Response to Question No. 6.9: A strong correlation Pearson Correlation (80%) would show that the big model is useful (along with additional hypothesis testing).
summary(g.big)$r.sq
## [1] 0.6365886
Response to Question No. 6.10: As shown above, the R2 for the g.big model is 0.6366.
Response to Question No. 6.11: The R2 for the g.big model as indicated above in response to Question No. 6.11 is roughly 64% of the ChildHeight deviations. The remaining 36% is likely due to error or other predictors which we did not include in the g.big model.
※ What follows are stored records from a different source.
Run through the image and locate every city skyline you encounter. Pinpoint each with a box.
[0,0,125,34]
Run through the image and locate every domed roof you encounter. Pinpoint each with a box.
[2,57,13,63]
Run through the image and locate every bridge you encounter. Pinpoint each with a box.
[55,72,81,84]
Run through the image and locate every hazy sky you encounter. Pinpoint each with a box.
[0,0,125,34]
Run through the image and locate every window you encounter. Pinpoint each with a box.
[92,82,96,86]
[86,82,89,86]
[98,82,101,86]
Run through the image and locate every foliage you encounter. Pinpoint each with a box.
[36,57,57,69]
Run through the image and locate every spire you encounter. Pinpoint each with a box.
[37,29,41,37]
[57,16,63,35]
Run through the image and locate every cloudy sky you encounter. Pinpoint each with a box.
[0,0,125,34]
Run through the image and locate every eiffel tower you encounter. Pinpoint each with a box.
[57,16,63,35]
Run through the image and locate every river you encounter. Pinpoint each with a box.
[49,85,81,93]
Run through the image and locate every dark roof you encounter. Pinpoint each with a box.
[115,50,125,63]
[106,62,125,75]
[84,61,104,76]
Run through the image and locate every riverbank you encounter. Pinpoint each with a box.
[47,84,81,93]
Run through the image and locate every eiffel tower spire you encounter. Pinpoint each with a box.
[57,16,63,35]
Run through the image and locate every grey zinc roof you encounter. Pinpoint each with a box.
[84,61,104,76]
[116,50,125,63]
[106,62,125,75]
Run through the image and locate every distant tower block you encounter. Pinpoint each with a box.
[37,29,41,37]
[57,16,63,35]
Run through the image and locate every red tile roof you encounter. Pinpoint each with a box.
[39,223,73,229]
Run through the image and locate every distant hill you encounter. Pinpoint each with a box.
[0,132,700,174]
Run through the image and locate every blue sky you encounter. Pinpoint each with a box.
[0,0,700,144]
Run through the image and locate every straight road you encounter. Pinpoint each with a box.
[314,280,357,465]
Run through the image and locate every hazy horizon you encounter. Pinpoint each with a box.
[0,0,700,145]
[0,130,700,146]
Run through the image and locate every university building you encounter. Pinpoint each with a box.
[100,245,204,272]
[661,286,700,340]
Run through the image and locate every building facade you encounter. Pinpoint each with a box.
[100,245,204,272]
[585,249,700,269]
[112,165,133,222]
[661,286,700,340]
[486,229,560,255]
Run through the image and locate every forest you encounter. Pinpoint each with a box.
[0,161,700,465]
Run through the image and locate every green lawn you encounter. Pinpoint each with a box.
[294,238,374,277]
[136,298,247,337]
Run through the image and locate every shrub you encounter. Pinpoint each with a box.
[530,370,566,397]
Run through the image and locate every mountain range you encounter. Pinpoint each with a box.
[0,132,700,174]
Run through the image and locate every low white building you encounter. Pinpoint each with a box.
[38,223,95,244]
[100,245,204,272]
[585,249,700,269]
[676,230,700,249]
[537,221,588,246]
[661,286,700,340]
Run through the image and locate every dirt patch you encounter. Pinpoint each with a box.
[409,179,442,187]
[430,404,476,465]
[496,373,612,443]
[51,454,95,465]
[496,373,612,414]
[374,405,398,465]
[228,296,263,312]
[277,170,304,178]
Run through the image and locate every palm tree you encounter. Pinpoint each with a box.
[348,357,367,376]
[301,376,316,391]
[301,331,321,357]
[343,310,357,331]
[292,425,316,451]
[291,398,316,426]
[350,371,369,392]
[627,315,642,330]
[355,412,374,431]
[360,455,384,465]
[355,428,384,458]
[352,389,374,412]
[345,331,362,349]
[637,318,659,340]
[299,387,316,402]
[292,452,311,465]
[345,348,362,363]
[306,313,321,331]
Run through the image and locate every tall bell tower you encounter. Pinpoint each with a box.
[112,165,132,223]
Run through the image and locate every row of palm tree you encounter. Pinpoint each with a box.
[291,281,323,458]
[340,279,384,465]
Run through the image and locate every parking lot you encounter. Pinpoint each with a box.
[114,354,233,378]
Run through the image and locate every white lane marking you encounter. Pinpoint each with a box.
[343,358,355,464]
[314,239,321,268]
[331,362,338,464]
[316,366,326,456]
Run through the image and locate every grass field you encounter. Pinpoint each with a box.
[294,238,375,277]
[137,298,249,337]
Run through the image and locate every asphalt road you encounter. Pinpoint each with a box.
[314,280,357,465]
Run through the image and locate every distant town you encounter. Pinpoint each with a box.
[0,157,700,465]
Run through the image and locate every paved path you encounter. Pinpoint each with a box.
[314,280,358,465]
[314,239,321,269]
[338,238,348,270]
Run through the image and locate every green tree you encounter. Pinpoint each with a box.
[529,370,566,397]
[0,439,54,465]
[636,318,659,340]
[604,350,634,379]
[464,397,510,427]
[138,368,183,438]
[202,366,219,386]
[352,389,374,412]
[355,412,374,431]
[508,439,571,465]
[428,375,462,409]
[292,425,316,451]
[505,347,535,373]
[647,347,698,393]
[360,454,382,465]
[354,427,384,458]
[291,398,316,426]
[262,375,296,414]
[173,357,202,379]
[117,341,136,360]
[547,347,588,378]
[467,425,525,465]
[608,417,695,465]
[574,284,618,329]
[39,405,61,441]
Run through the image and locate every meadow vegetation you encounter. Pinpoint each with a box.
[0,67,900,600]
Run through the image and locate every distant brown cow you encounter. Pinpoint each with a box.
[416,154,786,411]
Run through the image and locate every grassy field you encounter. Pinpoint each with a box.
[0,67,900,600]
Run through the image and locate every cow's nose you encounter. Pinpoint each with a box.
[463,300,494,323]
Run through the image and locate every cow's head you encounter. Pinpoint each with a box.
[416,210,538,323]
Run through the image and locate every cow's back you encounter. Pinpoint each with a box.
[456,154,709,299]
Response to Question No. 6.12: The R^2 value is simply the square of the correlation coefficient R. On the other hand, the correlation coefficient ( R ) of a model (e.g., variables x and y) takes values between −1 and 1 and describes how x and y are correlated. Hence, R2 is the square of the Pearson correlation between fitted-values and actual y-values.
r <- cor(g.big$fitted, Galton2$childHeight)
r_sq <- r^2
R_sq <- summary(g.big)$r.sq
data.frame(r, r_sq, R_sq)
## r r_sq R_sq
## 1 0.797865 0.6365886 0.6365886
Response to Question No. 6.13: As shown above, the relation holds for the computed values of the g.big model.